There are games, and then there is Halo. Microsoft’s video game empire consists of toys, soda, an upcoming film and millions of gamers who are willing to wait in line at midnight to play a game before anyone else. Everything imaginable, from french-fry boxes to a Pontiac G6, has been silk-screened with the Halo logo. The hype is so inescapable that, when the third entry in the series was released last week, my mother called me to ask if it was any good. How could any game possibly live up to a marketing campaign that has reached someone who wouldn’t know an Xbox from a typewriter?Can advertising hurt a product?
From a sales perspective, absolutely not. Two million gamers lined up in the wee hours of the morning to purchase Halo 2 in 2004, and it would be foolish to think that number would be any smaller for Halo 3 in 2007. To the men and women of Microsoft’s marketing department, the only thing that matters is numbers; numbers of copies sold, numbers in the magazine review scores, and numbers of people who will continue to subscribe to Microsoft’s online service to play the game.
But to people such as myself, who were lined up this past Monday like a depression-era bread line, the hype can be off-putting: never have I felt more like a demographic than the afternoon I stopped at the 7-Eleven to buy a Halo flavored Slurpee.
In the past year, I’ve witnessed three different television commercials, a free online game, and a series of live-action vignettes on YouTube, every one emblazoned with the tagline: “Finish the Fight.” My friends quizzed me about new weapons, new vehicles, the story, and the characters, all revealed through magazine interviews and minutia that required fans to pour over the official trailers frame-by-frame, to extract every minor detail. I was exhausted with Halo 3 before the game was released.

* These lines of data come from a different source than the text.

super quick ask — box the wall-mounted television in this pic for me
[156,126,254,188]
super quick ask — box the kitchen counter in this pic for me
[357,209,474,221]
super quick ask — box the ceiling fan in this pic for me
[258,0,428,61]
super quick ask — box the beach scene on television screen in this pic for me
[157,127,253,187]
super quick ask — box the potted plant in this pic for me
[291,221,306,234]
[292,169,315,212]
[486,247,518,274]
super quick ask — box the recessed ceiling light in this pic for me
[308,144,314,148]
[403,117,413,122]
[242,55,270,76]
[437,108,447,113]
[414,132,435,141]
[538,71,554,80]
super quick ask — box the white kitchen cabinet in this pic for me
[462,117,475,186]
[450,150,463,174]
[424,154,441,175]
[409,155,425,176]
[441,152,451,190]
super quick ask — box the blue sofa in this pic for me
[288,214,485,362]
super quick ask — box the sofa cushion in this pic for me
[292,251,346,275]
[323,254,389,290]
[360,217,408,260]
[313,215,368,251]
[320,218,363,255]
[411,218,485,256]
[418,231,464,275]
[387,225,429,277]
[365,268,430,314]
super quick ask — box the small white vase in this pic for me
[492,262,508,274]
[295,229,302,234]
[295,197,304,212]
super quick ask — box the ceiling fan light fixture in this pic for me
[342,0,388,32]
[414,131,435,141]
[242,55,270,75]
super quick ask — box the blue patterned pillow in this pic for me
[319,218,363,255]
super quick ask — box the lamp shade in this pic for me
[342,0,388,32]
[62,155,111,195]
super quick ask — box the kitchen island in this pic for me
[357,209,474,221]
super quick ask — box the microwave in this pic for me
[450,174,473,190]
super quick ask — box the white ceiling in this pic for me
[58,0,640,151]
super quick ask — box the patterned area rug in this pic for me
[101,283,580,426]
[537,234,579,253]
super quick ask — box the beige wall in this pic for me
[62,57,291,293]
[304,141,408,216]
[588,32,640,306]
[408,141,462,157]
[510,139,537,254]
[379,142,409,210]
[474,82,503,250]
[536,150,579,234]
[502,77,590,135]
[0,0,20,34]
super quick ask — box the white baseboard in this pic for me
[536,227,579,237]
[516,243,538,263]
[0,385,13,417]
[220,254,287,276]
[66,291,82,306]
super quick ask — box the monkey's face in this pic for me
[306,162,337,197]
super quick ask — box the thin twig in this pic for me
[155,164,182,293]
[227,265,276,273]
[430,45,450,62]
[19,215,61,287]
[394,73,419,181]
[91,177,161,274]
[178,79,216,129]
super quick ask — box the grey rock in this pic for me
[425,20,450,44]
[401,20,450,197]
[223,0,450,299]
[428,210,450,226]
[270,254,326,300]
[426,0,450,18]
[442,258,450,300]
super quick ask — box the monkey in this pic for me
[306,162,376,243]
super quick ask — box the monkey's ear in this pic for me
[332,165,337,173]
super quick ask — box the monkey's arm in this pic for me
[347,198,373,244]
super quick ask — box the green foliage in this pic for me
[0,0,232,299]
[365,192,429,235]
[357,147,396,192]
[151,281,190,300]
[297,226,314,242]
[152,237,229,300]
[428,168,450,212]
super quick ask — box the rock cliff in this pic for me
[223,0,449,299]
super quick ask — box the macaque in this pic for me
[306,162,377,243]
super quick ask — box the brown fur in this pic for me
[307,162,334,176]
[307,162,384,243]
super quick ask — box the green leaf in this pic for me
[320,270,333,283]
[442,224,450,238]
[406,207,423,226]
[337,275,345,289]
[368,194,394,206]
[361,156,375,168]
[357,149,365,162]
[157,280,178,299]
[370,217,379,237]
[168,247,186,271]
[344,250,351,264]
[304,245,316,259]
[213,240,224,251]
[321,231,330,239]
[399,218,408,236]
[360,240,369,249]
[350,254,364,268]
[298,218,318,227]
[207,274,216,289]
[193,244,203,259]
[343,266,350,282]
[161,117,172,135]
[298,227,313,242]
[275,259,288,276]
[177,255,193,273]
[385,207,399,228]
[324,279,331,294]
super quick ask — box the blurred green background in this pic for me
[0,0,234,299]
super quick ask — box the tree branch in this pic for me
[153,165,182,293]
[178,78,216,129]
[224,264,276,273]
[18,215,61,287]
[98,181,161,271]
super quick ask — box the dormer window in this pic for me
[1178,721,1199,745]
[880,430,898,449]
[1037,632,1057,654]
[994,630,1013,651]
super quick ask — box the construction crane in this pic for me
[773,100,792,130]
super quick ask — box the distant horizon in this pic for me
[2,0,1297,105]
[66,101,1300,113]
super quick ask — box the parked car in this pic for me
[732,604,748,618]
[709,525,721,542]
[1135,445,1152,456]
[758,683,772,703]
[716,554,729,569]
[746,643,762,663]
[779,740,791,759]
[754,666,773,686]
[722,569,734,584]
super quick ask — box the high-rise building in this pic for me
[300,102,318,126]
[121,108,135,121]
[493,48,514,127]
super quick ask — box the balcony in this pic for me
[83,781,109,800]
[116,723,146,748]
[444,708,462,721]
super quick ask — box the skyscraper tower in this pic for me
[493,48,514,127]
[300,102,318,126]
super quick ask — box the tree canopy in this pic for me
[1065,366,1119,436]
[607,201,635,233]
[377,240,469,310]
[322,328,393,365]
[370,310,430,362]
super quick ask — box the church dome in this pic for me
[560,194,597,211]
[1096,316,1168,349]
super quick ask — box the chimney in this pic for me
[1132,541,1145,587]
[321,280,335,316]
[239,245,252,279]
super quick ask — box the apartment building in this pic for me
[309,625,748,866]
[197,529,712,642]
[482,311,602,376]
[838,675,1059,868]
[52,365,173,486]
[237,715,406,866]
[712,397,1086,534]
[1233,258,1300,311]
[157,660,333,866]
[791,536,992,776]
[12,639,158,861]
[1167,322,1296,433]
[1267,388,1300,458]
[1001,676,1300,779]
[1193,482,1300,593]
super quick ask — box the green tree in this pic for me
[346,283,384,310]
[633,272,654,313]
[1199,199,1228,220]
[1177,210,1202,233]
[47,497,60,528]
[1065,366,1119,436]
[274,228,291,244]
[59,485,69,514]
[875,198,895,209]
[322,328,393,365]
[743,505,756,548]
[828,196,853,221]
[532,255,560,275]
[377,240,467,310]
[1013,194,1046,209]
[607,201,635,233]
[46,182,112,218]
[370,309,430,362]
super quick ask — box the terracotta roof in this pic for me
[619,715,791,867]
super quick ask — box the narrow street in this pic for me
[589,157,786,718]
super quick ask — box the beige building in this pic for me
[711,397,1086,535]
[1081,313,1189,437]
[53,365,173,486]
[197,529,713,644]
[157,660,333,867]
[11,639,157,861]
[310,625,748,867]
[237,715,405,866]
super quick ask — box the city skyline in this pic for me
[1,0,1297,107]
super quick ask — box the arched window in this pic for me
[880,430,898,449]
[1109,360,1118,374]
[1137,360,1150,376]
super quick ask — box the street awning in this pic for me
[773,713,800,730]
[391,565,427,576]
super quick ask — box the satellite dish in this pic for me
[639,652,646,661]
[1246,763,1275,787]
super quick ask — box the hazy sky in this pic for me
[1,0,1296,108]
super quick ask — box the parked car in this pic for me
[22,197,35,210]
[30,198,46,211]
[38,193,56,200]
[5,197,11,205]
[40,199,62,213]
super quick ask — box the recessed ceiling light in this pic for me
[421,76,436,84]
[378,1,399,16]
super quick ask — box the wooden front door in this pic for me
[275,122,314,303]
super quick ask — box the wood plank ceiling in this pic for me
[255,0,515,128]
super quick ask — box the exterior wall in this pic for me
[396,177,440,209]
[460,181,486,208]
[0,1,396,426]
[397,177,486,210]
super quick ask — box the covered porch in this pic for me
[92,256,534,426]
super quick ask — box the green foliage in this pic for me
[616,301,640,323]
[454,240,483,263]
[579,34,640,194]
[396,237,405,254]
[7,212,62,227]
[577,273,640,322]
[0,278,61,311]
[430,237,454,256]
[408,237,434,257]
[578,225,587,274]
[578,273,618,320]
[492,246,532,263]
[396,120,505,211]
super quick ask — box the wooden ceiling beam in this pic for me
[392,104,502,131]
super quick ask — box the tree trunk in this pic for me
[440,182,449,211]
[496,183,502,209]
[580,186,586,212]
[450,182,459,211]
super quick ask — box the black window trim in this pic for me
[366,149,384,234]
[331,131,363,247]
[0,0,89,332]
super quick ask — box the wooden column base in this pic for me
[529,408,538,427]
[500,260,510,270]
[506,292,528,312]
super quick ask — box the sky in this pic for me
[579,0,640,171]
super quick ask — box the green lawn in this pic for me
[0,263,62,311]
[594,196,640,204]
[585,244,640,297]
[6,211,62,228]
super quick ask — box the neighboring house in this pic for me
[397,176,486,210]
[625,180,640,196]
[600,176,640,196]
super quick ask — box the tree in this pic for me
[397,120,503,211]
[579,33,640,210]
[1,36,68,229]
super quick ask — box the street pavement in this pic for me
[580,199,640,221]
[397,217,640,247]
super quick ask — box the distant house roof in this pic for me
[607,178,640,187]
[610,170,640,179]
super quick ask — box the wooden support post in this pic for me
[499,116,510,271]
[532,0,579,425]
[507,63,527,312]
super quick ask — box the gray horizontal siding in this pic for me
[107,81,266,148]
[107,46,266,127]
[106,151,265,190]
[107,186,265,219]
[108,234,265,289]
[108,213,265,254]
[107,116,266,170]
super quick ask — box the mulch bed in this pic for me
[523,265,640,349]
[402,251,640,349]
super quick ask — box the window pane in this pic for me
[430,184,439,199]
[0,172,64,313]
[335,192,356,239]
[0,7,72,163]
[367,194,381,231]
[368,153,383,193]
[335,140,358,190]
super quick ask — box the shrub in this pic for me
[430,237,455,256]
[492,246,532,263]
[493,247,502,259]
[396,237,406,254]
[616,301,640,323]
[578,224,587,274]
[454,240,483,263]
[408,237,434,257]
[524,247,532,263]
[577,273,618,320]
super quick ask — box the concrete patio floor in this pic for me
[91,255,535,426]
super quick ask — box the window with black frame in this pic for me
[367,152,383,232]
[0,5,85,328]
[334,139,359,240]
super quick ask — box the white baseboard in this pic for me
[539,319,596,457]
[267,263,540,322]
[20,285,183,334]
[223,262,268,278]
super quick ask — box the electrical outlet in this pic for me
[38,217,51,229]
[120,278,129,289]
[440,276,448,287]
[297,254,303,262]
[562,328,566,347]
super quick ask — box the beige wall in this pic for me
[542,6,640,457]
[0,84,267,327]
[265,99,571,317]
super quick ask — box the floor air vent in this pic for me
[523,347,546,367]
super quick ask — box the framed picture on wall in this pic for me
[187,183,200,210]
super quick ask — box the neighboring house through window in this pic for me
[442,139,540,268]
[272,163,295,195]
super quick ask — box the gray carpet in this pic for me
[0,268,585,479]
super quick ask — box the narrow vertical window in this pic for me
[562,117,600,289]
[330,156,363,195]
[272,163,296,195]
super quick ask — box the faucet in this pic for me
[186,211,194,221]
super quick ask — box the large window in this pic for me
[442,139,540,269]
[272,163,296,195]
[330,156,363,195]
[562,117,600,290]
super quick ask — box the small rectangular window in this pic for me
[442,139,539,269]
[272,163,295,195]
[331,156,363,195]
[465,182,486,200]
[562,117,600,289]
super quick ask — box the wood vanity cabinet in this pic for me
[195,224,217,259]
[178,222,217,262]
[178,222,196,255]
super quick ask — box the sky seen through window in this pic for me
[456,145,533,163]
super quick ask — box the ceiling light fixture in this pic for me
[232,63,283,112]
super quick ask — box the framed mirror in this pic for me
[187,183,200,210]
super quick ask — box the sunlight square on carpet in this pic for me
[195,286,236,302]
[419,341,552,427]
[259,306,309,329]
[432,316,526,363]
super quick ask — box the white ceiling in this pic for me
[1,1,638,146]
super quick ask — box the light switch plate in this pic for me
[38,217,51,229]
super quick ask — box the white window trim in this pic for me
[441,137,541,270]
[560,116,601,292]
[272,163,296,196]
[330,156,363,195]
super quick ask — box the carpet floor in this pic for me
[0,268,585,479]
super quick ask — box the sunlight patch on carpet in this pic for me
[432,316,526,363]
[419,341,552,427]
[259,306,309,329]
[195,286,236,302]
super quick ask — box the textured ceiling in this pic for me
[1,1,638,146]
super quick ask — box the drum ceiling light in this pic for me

It’s a matter of feeling pandered to. Somewhere, there is a woman or man who knows what soda I like to drink, what games I like to play, and what books I like to read. They are all too eager to construct an elaborate fictional universe for me to get lost in, or slap a picture of Master Chief on a bottle of corn syrup and call it ‘Gamer Fuel’, so long as I go out and buy their game. Normally an informed consumer, I found myself wanting to play Halo 3 not because I thought it would be fun, but because all my friends would be talking about it after they beat it. We needed to “Finish the Fight.”
And now I’ve finally played the game. I’m already halfway through. Is it really halfway over? After all that waiting?
The situation is analogous to the Harry Potter phenomenon: people, overcome with the spectacle of marketing campaigns and midnight launches, rush their new baby home and consume it so fast that they hardly taste it on the way down. In the following weeks, online message-board flame wars flicker, die, and start anew. Pranksters try to spoil the ending for as many people as possible. What used to be termed a media circus is now completely governed by the population at large: we create our own media circus, and the professional media covers it.
Ultimately, I’m resigned to the fact that there will be hype. It’s effective, and it’s good marketing sense. But my advice to anyone who enjoys books, movies, music, whatever you have a passion for: don’t believe the hype. Find a journalist who loves the movies you love, or a friend who reads the books you read, and see what they have to say. The best kind of hype is word of mouth from someone you trust. To answer my mother’s question: Yes, Halo 3 is very good. But it’s not that good.